Rachael Smith// January 30, 2024//
Kentucky-based Addiction Recovery Care is expanding its addiction recovery services into Virginia. Opening in Dickenson County in early to mid-2024, Wildwood Recovery Center, ARC’s first recovery center in the state, will provide treatment for substance use disorders in a residential program allowing individuals to stay for up to one year.
ARC’s mission goes beyond recovery, also providing job training, educational opportunities and post-treatment employment options.
“We have developed a very nimble training and education division inside the organization, and so we can meet with an employer who has labor needs and we can tailor training programs to meet those needs, and we can supply employees to them,” ARC President Matt Brown says.
ARC plans to offer skilled trades and vocational training such as welding, carpentry and culinary arts at the center.
Dickenson County Economic Development Director Dana Cronkhite says the site of the recovery center was intentional, located across the road from the Red Onion Industrial Park, which is set to be completed around the same time. The Dickenson County IDA hopes to leverage ARC’s workforce training programs when marketing the industrial site.
“The Dickenson County leadership and Board of Supervisors and Industrial Development Authority recognize the correlation between substance use disorder and the deficits in our workforce, and this is our way to try to work towards correcting that issue,” Cronkhite says.
The center has 112 beds for men, and ARC has announced plans to add a women’s center in the county later.

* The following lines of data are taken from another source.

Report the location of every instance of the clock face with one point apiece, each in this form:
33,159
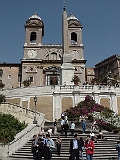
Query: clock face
32,53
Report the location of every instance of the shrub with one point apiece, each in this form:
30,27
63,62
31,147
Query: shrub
9,127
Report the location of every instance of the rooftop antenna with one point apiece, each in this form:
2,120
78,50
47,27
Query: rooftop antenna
64,6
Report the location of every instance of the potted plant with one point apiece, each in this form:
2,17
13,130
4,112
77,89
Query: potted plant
26,82
76,80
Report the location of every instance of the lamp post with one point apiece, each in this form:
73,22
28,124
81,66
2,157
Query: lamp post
35,100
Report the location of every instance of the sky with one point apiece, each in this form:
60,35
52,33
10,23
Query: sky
100,20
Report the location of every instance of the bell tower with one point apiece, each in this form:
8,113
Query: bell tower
34,28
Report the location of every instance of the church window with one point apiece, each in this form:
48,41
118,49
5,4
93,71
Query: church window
19,78
9,76
53,56
53,80
1,72
73,38
33,37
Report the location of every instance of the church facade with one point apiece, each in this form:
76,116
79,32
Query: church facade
41,64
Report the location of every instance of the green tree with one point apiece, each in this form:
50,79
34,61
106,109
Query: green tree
9,127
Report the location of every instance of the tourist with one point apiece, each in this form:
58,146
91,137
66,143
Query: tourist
65,128
74,148
62,115
34,147
94,125
83,125
40,147
48,148
100,135
118,148
93,136
55,126
49,131
61,123
41,133
65,117
81,141
89,148
72,128
58,144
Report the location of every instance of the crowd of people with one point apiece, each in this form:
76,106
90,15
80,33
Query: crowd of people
43,145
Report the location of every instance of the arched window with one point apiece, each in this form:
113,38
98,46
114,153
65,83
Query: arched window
33,37
73,38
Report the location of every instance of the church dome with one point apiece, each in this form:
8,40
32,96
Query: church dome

The men’s center will create 50 jobs in the county, including nurses, clinicians and peer support specialists, as well as daily support staff such as certified maintenance workers and kitchen staff.

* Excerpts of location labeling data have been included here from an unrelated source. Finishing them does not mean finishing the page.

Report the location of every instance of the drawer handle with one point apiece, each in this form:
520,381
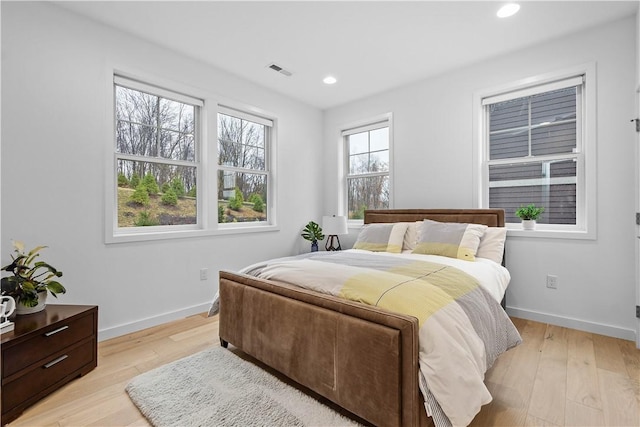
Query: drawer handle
55,331
56,361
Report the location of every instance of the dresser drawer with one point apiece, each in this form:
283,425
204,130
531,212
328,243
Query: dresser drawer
53,371
49,341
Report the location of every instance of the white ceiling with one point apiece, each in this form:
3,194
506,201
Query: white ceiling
369,46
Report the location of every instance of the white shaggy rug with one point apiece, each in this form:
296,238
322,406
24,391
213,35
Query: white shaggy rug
218,388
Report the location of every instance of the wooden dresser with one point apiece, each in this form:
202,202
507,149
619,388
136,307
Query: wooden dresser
45,351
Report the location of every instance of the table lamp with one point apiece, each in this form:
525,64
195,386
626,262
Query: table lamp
332,226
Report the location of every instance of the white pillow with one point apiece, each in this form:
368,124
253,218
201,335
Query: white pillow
411,236
381,237
492,244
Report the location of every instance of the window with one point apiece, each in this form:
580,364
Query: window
534,152
367,153
183,166
156,156
243,166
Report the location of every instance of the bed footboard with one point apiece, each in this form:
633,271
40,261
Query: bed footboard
362,358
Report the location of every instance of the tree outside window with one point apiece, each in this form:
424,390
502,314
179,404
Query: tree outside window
156,156
243,173
368,162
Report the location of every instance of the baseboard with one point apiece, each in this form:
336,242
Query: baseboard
568,322
127,328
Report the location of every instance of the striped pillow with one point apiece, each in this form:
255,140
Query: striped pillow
450,239
381,237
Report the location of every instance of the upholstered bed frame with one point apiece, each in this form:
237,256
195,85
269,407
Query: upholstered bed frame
362,358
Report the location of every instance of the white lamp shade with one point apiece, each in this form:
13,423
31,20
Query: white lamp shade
334,225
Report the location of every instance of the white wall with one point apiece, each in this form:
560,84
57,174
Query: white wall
433,169
55,66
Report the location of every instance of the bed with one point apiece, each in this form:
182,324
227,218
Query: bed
388,365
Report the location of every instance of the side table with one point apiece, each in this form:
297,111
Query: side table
44,351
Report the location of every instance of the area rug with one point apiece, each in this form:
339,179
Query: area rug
217,387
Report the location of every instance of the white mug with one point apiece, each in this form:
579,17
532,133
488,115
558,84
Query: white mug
7,307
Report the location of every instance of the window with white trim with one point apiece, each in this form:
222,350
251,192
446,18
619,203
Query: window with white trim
244,174
368,166
157,145
534,152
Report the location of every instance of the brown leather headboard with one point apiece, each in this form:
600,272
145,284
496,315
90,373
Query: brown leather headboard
489,217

Peer support specialists use their firsthand recovery experience to help others who are in and seeking recovery from substance use disorders. In Kentucky and Virginia, individuals who have been in recovery for a year and meet requirements can become certified peer support specialists and are then eligible for employment with ARC.
Dickenson County is using $250,000 from the Virginia Opioid Abatement Authority to purchase furniture, fixtures and equipment for the center. Contractors were on track to finish construction at the facility by the end of 2023. Occupancy certifications and licensing and credentialing must be obtained before ARC can begin accepting clients at the center. That process, Brown says, will begin once construction is complete.